而当下的黑恶势力则转变了身份,它们大多依托实体产业,以看似合法的形式来掩饰自身的非法行为,开始从帮派向公司化、企业化等表象合法的形式转变,组织头目“幕后化”特征十分明显,不亲自出面从事违法犯罪活动,同时积极向政界渗透,以逃避公安机关打击处理。

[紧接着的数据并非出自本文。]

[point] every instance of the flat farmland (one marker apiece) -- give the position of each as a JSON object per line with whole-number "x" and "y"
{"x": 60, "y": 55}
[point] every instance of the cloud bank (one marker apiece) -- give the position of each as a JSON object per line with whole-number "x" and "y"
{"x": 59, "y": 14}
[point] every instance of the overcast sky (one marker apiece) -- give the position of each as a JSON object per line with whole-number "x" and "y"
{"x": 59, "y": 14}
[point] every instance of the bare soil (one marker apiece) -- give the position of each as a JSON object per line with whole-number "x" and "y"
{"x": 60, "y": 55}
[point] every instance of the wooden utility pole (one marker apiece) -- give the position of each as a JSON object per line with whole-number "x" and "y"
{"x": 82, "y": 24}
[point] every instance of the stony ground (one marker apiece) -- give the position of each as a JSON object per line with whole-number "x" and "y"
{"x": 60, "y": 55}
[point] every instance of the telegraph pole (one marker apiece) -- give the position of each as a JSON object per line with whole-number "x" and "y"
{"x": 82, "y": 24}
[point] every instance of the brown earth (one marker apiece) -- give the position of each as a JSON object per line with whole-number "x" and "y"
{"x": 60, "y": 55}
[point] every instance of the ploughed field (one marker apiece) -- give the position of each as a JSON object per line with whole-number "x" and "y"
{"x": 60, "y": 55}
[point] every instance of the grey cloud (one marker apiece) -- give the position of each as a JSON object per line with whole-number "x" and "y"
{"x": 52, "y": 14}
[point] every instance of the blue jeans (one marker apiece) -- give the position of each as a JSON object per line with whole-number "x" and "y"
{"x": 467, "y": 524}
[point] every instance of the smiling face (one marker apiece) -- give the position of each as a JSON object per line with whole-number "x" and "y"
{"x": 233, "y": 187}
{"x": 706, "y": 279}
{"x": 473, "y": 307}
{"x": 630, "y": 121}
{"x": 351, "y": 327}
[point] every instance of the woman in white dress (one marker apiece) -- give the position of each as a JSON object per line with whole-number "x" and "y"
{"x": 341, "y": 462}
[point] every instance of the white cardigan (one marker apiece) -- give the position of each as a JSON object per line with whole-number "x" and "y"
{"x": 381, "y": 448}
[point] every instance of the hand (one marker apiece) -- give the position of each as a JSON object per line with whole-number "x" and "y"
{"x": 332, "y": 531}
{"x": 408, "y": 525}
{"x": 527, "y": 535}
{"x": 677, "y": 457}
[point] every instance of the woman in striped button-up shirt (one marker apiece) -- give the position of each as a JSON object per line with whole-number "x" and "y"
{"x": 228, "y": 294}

有学者收集了国内327个案件进行调查,发现有约50.33%的黑恶势力组织拥有合法企业,以合法与非法相结合的方式来取得大量经济利益。比如在广东省吴亚贤故意杀人、组织、领导黑社会性质组织罪一案中,他所领导的黑社会组织在广东省廉江市先后成立了廉江市大众球土原料厂、廉江市大众矿业有限公司、廉江市建华科达陶瓷原料厂、廉江市雅塘镇大众沙场、廉江市雅塘大众环保砖厂及廉江市大众木业有限公司等企业(4)参见广东省高级人民法院吴亚贤故意杀人、组织、领导黑社会性质组织等罪判决书,(2011)粤高法刑一终字第62号。。
(三)由黑色产业到白色产业的牟利方式转变
纵观我国黑恶势力的牟利方式,大致经过了三个阶段。早期主要是通过纯黑色产业进行牟利,比如贩毒、赌博、高利贷、色情等方式。贩卖毒品和赌博是传统黑恶势力大发横财的主要渠道。在湖南张鸿飞黑恶势力犯罪团伙案中,该组织自1994年开始从事走私、贩卖毒品活动,1997年10月基本形成犯罪集团。他们通过设赌场、放高利贷等活动,获取巨额经济利益,至1999年初逐步形成黑社会性质组织,有组织地进行赌博、贩卖毒品等犯罪,严重扰乱了当地的社会秩序(5)参见最高人民法院张鸿飞、袁启明等组织、领导黑社会性质组织罪案,(2002)刑复字第81号。。早期的黑恶势力也涉及色情产业,他们发展色情产业往往借助于娱乐场所的运营,根据国内相关学者的统计,从事娱乐业(含色情业)一度是我国黑恶势力获取经济利益的主要途径,行业数频率达到18%,涉及该行业的组织占总组织数的21.5%[5]。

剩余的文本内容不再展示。